The BDS movement is conditional and asks people to stop applying pressure when Israel stops violating three fundamental Palestinian rights.
The Palestinian BDS call asks international civil society groups and individuals to use boycott, divestment, and sanction tactics until Israel meets its obligations under international law to:
- End the occupation and dismantle the Wall
- End discrimination against Palestinian citizens of Israel
- Respect, protect and promote the rights of Palestinians to return to their homes
Supporters of the call include those who support 1 state, 2 states, a confederation or some other configuration— but we all agree Israel must recognize the fundamental rights listed above.
BDS campaigns take many forms in order to address local contexts and political realities.Groups around the world have organized street protests, boardroom lobbying, shareholder actions, lawsuits, teach-ins, and other actions to call attention to corporate and institutional complicity in occupation. Among others, targets have included arms manufacturers, agricultural exporters, cosmetic manufacturers, cultural groups, investment firms, and academic institutions. What links these disparate campaigns is their common goal of ending complicity with Israel’s occupation and violations of international human rights and humanitarian law.
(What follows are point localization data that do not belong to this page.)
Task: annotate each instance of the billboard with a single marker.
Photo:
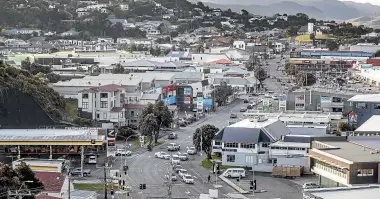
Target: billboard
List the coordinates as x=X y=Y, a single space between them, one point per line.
x=352 y=118
x=282 y=102
x=200 y=103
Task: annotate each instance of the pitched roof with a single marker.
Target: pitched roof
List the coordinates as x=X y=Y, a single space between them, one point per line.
x=221 y=61
x=52 y=181
x=104 y=88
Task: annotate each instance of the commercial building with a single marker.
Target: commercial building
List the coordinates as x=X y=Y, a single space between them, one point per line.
x=363 y=108
x=339 y=162
x=247 y=142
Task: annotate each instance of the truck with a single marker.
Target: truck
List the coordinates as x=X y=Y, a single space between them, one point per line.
x=287 y=171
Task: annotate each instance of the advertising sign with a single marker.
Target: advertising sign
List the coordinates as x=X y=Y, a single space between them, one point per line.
x=266 y=104
x=352 y=118
x=200 y=104
x=282 y=102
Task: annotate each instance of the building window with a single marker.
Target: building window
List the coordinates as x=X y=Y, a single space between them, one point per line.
x=231 y=145
x=230 y=158
x=361 y=105
x=265 y=145
x=365 y=172
x=103 y=104
x=85 y=105
x=247 y=146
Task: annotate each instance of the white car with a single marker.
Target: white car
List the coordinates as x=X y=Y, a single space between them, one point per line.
x=173 y=147
x=182 y=172
x=123 y=152
x=162 y=155
x=175 y=159
x=188 y=179
x=191 y=150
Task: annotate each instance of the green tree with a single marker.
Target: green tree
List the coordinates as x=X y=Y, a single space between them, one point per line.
x=148 y=126
x=221 y=93
x=162 y=114
x=118 y=69
x=204 y=136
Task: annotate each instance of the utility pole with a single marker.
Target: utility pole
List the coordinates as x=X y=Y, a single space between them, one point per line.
x=21 y=192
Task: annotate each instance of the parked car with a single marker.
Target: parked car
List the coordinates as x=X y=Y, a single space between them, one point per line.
x=77 y=172
x=123 y=152
x=177 y=168
x=188 y=179
x=173 y=147
x=182 y=172
x=174 y=177
x=175 y=159
x=183 y=156
x=310 y=185
x=172 y=136
x=162 y=155
x=191 y=150
x=233 y=115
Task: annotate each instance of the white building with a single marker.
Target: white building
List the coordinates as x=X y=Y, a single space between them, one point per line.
x=103 y=103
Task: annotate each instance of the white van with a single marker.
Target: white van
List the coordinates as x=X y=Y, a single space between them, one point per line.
x=234 y=173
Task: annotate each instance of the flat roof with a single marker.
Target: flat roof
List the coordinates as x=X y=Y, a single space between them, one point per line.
x=370 y=125
x=347 y=193
x=351 y=151
x=365 y=98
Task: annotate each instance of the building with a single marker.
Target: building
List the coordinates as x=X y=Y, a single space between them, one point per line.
x=339 y=162
x=247 y=142
x=363 y=108
x=103 y=103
BDS initiatives offer academics a way to oppose Israeli institutional complicity in the denial of Palestinian access to education
From checkpoints and the bombing of schools, to arbitrary travel restrictions and segregation inside of Israel, human rights groups have documented numerous ways that Israeli policies severely limit Palestinian access to education. BDS initiatives give academics in particular a way to register their opposition to such practices by targeting institutions that are complicit in Israel’s repression of Palestinian academic freedom. These initiatives are not aimed at individual faculty, but rather institutions funded by the Israeli government; or in rare cases, individuals who officially represent those institutions.
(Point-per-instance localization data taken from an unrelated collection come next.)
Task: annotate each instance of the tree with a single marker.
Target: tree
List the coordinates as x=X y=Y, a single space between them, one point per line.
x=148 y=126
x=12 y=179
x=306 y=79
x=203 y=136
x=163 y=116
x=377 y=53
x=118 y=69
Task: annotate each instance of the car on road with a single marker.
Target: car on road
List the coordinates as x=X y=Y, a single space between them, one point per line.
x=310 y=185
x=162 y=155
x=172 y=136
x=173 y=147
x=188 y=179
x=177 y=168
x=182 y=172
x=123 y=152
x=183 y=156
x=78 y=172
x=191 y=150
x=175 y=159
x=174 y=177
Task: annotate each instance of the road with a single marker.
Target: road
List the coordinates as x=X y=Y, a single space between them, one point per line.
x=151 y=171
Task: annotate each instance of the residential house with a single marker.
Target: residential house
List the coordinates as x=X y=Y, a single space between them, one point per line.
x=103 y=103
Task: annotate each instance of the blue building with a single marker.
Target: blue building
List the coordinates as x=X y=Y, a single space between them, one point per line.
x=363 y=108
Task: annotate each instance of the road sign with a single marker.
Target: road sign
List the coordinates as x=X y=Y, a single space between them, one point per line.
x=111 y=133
BDS campaigns promote open and honest debate.
Time and time again, we’ve seen that BDS campaigns, whether on campuses or churches, increase discussion and communication. They either bring an end to a culture of silence, or replace a monologuefocused largely on the Jewish Israeli narrative, with a dialogue that fully includes a Palestinian perspective.
BDS campaigns offer unique coalition and community-building opportunities.
One of the BDS movement’s most striking features is the remarkable diversity of coalitions of students, academics, religious leaders, human rights activists and others who come together to support divestment and boycott initiatives. In divestment hearings on campuses or in city governments, groups that represent Jews, Palestinians, Muslims, Blacks, Latinos, Asians, Persians, LGBTQ, Armenians, labor, women, environmentalists and so forth testify on behalf of divestment, often in marked contrast to relatively homogenous coalitions that oppose divestment.
Many Jews support the BDS movement.
As Jews who believe in the Jewish tradition of social justice, and in whose name Israel claims to act, we feel particularly accountable to respond to Palestinian civil society’s call. We join with Jews inside of Israel and around the world who feel similarly, and who recognize that Jews have an important role to play in calling out the cheapening of the charge of anti-Semitism by those who wish to silence human rights advocates.
We also feel that BDS can be good for Jewish Israelis. Much like the US based civil rights movement or the anti-apartheid movement, BDS can positively transform Israel/Palestine, help put an end to decades of human rights abuses, counter the rising racist and anti-democratic atmosphere inside of Israel, and lay the foundation for a just and lasting peace.